The solar farm will also help Xcel achieve 55% renewable penetration in its Colorado electrical supply by 2026. By then, two of the three coal-fired Comanche units that serve as a backdrop for the steel mill will have been retired. The new solar farm will surpass in size and production the nearby 156-megawatt Comanche solar project, which currently is the largest solar production facility east of the Rocky Mountains.

Colorado Gov. Jared Polis issued a statement Thursday evening saying that he’s “thrilled that the steel mill’s new expansion has passed this important milestone. Pueblo workers have been making the world’s best steel for nearly 140 years, and with this addition, Pueblo’s next generation of steelworkers can count on good-paying jobs well into the future.”

The new steel mill was still tentative in September 2019 when Polis and various other dignitaries gathered on an asphalt parking lot on the perimeters of the steel mill to announce the solar deal.

With the early-autumn sun beating down, Pueblo Mayor Nick Gradisar spoke, saying that people had come to Pueblo from all over the world to make the stele that created the American West. For nearly 100 yeas, he said, the mill was the largest employer in the state of Colorado. His family, he said, was part of that story, his grandfather arrived from Slovenia in 1910 and worked at the steel mill for 50 years, while his father worked there for 30 years. (See video here).

Colorado Gov. Jared Polis talks about the competitive advantages of renewable energy.
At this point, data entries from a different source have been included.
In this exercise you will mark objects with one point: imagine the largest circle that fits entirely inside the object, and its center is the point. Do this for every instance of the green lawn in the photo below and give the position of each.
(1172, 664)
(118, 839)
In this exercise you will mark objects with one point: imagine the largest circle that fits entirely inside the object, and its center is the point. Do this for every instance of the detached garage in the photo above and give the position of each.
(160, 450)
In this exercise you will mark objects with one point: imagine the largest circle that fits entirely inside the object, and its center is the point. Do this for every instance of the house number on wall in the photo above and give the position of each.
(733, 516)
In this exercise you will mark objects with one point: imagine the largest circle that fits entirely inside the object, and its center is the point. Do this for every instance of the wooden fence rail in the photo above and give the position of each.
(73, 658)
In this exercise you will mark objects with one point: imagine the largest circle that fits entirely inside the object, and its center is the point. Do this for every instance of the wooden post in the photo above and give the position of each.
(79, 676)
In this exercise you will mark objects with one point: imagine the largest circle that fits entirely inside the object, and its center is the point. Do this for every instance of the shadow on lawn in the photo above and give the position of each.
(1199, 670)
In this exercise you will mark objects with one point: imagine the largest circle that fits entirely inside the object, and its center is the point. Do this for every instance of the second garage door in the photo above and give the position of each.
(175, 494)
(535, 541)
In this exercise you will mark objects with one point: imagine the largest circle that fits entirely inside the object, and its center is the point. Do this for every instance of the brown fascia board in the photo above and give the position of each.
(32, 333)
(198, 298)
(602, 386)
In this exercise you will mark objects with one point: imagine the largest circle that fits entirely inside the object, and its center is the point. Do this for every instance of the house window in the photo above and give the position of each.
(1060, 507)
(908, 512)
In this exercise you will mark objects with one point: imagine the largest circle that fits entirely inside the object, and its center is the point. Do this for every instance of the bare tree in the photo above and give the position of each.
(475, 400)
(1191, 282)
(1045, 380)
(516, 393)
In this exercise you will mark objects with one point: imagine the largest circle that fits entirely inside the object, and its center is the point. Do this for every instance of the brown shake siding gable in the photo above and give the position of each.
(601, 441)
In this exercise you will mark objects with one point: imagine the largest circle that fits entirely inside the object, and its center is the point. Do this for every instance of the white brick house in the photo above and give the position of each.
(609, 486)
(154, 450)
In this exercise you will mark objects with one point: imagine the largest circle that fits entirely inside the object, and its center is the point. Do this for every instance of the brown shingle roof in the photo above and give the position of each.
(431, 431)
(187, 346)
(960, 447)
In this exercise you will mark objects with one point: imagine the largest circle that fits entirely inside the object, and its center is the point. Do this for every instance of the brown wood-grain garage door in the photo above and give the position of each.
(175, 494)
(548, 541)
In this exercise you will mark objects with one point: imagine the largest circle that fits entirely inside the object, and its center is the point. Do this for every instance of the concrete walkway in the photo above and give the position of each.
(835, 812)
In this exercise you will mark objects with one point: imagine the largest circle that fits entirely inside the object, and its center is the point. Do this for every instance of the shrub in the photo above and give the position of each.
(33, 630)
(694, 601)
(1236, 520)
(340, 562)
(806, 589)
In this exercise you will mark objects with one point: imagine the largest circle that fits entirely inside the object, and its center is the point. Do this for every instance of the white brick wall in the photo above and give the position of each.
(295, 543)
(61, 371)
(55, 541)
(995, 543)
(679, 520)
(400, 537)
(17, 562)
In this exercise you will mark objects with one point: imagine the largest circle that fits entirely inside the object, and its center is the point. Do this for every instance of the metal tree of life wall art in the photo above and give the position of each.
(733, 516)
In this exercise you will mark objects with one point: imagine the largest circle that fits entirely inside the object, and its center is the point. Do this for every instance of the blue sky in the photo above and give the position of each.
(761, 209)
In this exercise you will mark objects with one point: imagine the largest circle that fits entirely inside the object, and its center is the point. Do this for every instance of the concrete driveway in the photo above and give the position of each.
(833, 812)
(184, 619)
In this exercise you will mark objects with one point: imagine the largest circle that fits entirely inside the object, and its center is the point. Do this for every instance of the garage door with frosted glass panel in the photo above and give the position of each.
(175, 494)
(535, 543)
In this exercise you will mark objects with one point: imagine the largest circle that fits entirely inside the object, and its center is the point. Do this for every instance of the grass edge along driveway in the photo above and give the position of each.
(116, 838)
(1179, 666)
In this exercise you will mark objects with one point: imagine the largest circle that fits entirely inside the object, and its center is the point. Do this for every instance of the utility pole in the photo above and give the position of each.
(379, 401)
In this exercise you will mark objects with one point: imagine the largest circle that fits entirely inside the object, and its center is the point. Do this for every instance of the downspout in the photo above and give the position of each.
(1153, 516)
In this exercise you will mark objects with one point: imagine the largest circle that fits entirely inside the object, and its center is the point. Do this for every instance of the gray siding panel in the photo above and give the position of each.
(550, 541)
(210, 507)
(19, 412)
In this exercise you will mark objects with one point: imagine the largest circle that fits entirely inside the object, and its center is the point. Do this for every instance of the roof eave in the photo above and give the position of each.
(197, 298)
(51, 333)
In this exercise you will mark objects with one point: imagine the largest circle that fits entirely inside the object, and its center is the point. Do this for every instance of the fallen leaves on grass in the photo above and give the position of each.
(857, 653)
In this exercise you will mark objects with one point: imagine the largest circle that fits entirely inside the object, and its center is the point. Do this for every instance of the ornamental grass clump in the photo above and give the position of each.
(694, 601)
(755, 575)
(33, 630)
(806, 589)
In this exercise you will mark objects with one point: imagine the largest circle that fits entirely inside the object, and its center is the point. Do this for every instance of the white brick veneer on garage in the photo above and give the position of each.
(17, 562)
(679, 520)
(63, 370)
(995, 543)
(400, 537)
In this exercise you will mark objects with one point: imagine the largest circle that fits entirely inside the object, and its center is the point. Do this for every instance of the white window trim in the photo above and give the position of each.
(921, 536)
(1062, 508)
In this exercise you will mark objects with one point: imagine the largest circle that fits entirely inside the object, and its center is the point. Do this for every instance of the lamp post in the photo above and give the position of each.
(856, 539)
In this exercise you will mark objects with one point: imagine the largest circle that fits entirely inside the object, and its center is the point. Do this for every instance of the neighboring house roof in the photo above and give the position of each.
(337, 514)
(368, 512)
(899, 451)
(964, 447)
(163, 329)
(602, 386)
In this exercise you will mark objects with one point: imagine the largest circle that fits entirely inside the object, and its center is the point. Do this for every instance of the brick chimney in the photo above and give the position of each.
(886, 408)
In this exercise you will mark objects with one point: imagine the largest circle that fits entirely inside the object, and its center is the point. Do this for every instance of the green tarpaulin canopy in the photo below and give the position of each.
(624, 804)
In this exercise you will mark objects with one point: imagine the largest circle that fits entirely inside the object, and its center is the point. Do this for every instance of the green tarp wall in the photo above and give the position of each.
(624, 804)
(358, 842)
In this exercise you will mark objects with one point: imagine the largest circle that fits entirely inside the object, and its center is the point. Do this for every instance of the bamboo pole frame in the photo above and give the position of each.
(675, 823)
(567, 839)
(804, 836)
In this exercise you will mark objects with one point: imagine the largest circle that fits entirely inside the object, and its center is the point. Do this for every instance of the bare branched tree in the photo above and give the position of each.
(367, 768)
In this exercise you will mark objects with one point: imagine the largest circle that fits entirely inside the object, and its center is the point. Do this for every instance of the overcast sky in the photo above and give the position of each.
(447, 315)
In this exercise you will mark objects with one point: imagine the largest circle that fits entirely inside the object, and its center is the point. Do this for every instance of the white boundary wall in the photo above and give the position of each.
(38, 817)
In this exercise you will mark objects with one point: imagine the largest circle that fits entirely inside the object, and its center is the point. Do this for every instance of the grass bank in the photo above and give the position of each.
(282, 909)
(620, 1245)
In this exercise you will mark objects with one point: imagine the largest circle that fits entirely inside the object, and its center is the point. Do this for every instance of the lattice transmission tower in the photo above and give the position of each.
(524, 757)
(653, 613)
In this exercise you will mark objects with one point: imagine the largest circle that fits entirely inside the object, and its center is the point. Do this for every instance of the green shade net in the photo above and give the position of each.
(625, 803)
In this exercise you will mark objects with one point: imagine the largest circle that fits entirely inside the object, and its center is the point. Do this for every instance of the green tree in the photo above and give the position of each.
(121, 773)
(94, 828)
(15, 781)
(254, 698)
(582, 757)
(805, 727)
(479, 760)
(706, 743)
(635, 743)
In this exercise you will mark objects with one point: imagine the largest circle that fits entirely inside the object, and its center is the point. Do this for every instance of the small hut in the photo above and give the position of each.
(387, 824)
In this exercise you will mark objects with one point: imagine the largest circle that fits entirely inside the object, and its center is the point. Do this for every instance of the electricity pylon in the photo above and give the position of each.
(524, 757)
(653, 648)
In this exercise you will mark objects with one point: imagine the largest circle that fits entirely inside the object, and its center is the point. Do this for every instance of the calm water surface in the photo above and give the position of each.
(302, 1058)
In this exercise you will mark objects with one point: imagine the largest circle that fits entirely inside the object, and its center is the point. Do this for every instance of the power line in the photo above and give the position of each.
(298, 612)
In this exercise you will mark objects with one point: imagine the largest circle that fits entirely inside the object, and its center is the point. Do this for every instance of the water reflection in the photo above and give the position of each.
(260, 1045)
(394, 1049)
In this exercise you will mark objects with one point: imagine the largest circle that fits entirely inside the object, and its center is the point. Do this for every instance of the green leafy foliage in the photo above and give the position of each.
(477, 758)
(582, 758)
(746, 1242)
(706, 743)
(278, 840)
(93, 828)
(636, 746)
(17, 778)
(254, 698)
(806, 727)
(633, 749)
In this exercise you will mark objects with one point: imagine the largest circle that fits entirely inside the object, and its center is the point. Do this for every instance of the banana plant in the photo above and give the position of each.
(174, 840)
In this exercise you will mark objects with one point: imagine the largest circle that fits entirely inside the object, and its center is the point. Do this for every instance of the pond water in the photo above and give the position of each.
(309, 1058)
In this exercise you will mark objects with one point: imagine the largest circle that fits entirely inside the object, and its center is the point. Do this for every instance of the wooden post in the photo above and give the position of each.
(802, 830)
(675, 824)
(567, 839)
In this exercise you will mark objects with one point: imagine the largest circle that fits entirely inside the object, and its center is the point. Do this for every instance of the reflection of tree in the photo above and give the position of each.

Photo/Allen Best

Alice Jackson, chief executive of Public Service Co. of Colorado, the Xcel subsidiary, pointed to three years of negotiations that weren’t always easy but lauded the result as “perfective marriage of a variety of parties coming together” to show the world how to use renewable energy.

U.S. Senator Cory Gardner emphasized the combination of recyclable—the mill uses 1.2 million tons of material a year, he said—and renewable energy.

During his turn at the lectern, Polis, who had announced his candidacy for governor the prior year at a coffee shop in downtown Pueblo called Solar Roasters, emphasized the competitive edge that renewable energy provides.

“For those who wonder what a renewable energy future will look like, this is a great example of what that future will look like: low-cost energy for a manufacturing company that will stay in Pueblo and grow jobs for Pueblo residents,” he said.

Polis also pointed to symbolism on the Pueblo skyline, the smoke stacks of the Comanche power plants in the background. The steel mill—which once burned prodigious amounts of coal, with smudges of that past still evident—was the impetus for construction of the Comanche power station in the early 1970s. Now, as two of those three coal-burning units will be retired within a few years, another shift is underway.

“By working together to make change work for us, rather than against us, we can lead boldly in the future, create good jobs, create low-cost energy and cleaner air and do our part on climate,” he said.

Herald, the chief executive of EVRAZ, said his company will be making the “greenest steel products in the world.” It is a change, he said, that amazes him. “Just imagine recycled scrap metal being melted into new steel just a few hundred yards from where we stand in the electric arc furnace powered by the sun,” he said.

It is, he added, “one of the most amazing feats I’ve seen in my 40 years” in the steel industry.